No Terreiro, a chamada comida de Orixá obedece a prescrições complexas constituídas ao longo do tempo e redefinidas a cada momento, de acordo com a função que de desempenhar ou à "realidade" que deseje instaurar ou dialogar. Tudo isso é expresso nas múltiplas formas, maneiras e diferentes modos de preparar, fazer ou de "tratar" os ingredientes.
Comida é sacrifício, ebó no seu sentido mais amplo, mola propulsora que conduz e leva o Axé. Daí sua intima relação com Exu, àquele que come tudo, encarregado de sua distribuição no mundo. O sacrifício é, assim, indispensável para viver, pois nada se sustenta sem esta troca de força, de energia, sem essa reposição, num universo onde tudo é dinâmico e nada acontece por acaso. Onde até a folha que se desprende da árvore um por que preciso.
Através da comida oferecida aos Orixá, se estabelece relações entre o devoto, a comunidade e o Orixá. É sobretudo nas Festas que se desenrolam ocultamente aos olhos dos de fora, que podem levar meses e festas que são feitas para os de fora, realizadas no barracão, tornadas publicas, onde em algumas delas, são exibidas a maior quantidade possível de comidas servidas aos Orixás (...), (...) distribuindo, assim, aos presentes a sua força máxima.
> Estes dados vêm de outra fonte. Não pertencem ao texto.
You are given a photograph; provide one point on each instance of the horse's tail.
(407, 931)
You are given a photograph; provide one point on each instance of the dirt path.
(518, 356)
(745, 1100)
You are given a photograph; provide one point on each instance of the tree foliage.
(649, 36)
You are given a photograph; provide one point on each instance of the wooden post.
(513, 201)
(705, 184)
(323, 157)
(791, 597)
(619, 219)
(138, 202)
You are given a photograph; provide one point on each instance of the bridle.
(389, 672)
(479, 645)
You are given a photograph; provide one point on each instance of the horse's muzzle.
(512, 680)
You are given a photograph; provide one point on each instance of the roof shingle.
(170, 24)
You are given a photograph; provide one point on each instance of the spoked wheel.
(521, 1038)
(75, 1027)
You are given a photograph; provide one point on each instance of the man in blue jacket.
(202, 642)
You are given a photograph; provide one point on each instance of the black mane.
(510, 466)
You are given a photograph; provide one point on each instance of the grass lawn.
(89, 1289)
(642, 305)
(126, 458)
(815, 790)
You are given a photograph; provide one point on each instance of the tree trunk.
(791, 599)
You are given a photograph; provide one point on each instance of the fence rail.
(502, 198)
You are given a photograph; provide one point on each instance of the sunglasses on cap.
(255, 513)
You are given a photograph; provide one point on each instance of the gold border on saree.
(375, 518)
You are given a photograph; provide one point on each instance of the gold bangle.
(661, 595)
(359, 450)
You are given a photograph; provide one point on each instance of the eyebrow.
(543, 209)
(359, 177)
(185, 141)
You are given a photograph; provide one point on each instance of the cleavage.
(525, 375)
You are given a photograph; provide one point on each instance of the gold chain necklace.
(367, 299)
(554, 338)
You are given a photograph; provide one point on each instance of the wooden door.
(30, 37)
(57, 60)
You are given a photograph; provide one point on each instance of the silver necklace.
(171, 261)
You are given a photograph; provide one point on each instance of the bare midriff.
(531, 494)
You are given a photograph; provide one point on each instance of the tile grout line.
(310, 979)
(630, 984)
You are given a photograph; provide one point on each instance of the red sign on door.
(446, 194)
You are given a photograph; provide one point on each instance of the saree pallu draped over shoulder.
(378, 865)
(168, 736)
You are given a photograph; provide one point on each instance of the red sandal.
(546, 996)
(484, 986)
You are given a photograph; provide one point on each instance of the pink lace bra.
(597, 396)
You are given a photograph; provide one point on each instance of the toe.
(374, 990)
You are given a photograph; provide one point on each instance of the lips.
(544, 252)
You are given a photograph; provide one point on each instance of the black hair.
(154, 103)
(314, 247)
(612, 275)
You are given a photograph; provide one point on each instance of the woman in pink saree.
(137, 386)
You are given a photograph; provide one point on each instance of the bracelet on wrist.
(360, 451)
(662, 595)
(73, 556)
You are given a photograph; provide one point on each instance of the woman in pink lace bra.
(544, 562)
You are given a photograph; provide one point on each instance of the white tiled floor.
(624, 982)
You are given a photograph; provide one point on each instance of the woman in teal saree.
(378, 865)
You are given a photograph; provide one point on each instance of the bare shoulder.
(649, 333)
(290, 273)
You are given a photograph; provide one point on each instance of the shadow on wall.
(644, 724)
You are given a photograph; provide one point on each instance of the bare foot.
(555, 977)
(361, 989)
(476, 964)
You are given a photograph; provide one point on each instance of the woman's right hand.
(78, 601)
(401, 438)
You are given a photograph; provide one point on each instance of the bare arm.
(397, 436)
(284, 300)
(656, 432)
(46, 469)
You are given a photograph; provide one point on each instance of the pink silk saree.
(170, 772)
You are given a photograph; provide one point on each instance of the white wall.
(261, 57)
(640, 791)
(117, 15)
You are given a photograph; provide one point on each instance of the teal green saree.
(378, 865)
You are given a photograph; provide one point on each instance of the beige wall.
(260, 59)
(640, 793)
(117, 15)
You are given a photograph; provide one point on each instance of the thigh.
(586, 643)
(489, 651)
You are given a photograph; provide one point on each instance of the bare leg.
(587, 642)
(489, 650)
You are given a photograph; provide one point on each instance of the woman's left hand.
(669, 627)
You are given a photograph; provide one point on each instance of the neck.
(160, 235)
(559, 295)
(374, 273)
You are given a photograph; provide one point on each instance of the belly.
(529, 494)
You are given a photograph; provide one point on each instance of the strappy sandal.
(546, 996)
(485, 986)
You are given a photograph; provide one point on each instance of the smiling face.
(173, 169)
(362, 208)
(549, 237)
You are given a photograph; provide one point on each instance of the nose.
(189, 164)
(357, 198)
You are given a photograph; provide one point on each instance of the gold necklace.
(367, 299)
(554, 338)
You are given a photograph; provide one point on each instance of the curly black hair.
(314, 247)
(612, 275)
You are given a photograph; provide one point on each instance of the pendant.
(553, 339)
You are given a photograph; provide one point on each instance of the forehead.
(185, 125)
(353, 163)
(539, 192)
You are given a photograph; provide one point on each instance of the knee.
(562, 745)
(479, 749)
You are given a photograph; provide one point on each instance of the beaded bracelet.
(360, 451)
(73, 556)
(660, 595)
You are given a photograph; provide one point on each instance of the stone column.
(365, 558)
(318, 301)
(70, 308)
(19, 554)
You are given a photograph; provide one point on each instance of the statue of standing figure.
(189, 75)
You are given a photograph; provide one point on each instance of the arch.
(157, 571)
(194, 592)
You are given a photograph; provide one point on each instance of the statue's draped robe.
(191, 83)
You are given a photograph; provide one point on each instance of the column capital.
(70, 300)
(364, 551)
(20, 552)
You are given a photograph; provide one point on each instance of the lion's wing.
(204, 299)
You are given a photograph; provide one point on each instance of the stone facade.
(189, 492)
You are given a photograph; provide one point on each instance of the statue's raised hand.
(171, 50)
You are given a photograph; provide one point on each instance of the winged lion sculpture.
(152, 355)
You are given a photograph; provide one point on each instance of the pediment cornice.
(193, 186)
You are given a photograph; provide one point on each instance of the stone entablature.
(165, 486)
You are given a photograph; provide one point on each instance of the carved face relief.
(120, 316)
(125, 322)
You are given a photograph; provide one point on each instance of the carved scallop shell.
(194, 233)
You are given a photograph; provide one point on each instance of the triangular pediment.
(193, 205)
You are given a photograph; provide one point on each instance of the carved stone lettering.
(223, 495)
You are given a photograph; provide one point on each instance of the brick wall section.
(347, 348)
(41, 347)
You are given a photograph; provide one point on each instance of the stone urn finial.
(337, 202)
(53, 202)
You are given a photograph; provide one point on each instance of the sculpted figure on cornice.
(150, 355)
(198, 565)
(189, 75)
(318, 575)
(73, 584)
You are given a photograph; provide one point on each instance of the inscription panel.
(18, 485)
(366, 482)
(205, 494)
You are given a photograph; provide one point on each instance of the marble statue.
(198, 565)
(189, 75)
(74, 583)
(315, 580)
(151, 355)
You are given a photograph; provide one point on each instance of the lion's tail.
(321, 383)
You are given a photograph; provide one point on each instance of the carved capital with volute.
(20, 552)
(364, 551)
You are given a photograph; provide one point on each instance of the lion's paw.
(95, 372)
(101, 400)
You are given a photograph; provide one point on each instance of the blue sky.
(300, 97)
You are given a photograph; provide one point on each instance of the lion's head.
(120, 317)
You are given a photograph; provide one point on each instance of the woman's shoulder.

Por traz de cada prato ofertado há sempre uma visão de mundo, um por que, que faz com que o comer instaure um sistema de prestações e de contra prestações que englobam a totalidade da vida. (...).
A comida de Orixá difere, assim, das comidas servias no dia-a-dia do terreiro, bem como daquela que são passadas no corpo das pessoas, usadas para "descarregar", limpar, livrar de algum contra-axé.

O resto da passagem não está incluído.